Should I create pipeline to save files with scrapy

2019-01-21 17:59发布

问题:

I need to save a file (.pdf) but I'm unsure how to do it. I need to save .pdfs and store them in such a way that they are organized in a directories much like they are stored on the site I'm scraping them off.

From what I can gather I need to make a pipeline, but from what I understand pipelines save "Items" and "items" are just basic data like strings/numbers. Is saving files a proper use of pipelines, or should I save file in spider instead?

回答1:

Yes and no[1]. If you fetch a pdf it will be stored in memory, but if the pdfs are not big enough to fill up your available memory so it is ok.

You could save the pdf in the spider callback:

def parse_listing(self, response):
    # ... extract pdf urls
    for url in pdf_urls:
        yield Request(url, callback=self.save_pdf)

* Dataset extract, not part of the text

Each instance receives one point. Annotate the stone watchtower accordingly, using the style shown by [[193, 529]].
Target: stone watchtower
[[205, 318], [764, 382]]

def save_pdf(self, response):
    path = self.get_path(response.url)
    with open(path, "wb") as f:
        f.write(response.body)

If you choose to do it in a pipeline:

# in the spider
def parse_pdf(self, response):
    i = MyItem()
    i['body'] = response.body
    i['url'] = response.url
    # you can add more metadata to the item
    return i

# in your pipeline
def process_item(self, item, spider):
    path = self.get_path(item['url'])
    with open(path, "wb") as f:
        f.write(item['body'])
    # remove body and add path as reference
    del item['body']
    item['path'] = path
    # let item be processed by other pipelines. ie. db store
    return item

[1] another approach could be only store pdfs' urls and use another process to fetch the documents without buffering into memory. (e.g. wget)



回答2:

There is a FilesPipeline that you can use directly, assuming you already have the file url, the link shows how to use FilesPipeline:

https://groups.google.com/forum/print/msg/scrapy-users/kzGHFjXywuY/O6PIhoT3thsJ



回答3:

It's a perfect tool for the job. The way Scrapy works is that you have spiders that transform web pages into structured data(items). Pipelines are postprocessors, but they use same asynchronous infrastructure as spiders so it's perfect for fetching media files.

In your case, you'd first extract location of PDFs in spider, fetch them in pipeline and have another pipeline to save items.